AI isn’t all about speeds and feeds
A few years ago, I started to engage with AI and ML companies that created purpose-built architectures that pump out chips and IP that are 100, 200, and even 300 times faster than anything ever invented before. I was amazed! After all, I’d been used to a world where next-generation products bring incremental improvements – never 100x. I even started to gravitate toward the type of marketing I’ve consciously tried to avoid throughout my career: the ‘speeds-and-feeds’ marketing that’s ubiquitous in the semiconductor industry. But in this case, it seemed that anything so disruptive would sell itself.
As it turns out, it doesn’t. People will buy superior technology, of course, but superior technology alone isn’t what moves customers from established players like Nvidia to new up-and-comers with better technology.
Companies will embrace a ‘new thing’ that’s hundreds of times faster or lower power only if they have to and/or are forced to. If adoption isn’t easy from an integration and software development perspective, or the risk is too high, most customers will go with the low-risk, proven option. In other words, I believe customers will embrace a ‘total solution,’ especially for use cases or form factors they won’t be able to achieve with today’s incumbents.

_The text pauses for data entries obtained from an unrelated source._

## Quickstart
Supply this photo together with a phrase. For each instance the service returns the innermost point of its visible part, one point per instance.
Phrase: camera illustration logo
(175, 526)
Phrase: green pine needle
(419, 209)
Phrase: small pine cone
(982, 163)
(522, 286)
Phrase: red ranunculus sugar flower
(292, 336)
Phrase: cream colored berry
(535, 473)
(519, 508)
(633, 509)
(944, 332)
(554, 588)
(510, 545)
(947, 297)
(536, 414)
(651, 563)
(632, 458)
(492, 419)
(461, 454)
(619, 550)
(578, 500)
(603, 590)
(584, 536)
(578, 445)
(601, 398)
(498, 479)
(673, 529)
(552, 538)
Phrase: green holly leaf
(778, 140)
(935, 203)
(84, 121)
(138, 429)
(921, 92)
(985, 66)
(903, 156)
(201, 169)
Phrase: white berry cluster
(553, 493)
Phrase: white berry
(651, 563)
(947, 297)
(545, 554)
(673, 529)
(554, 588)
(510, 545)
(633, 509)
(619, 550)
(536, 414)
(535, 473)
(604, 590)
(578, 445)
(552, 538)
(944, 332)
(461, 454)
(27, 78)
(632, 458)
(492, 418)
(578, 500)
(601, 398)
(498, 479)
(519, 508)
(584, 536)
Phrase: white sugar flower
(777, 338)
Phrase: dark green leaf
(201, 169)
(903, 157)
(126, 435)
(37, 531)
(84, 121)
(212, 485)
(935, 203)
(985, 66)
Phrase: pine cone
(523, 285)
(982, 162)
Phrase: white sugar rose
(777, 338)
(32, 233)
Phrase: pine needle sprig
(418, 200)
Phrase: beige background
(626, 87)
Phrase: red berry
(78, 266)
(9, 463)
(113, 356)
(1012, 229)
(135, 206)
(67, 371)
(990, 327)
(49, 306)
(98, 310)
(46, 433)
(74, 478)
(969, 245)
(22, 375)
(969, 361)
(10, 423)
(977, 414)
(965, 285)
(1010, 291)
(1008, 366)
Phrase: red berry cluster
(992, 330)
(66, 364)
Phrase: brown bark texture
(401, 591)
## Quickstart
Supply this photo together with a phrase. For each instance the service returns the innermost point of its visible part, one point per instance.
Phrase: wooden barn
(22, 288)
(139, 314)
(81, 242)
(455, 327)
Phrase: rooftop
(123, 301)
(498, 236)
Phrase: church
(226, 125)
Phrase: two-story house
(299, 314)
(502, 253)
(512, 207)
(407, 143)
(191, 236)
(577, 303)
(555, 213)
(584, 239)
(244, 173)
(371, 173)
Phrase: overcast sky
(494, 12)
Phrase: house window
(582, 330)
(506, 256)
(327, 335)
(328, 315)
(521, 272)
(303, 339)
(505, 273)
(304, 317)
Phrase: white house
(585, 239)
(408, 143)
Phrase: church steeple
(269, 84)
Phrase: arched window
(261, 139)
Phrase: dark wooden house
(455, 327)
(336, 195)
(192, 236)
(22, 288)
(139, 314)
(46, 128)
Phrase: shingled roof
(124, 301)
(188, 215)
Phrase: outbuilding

For example, companies like Axelera bring to market various form factors for quick customer onboarding. Brainchip, Neuton.AI and previously Pilot.AI (now Syntiant) are evangelizing IP and software into the more traditional microprocessor suppliers and enable extremely efficient small-footprint, intelligent wearable or even implantable devices, which traditional offerings don’t support. I’m also seeing companies that design vertical solutions combining both hardware and software for a total solution, like Syntiant.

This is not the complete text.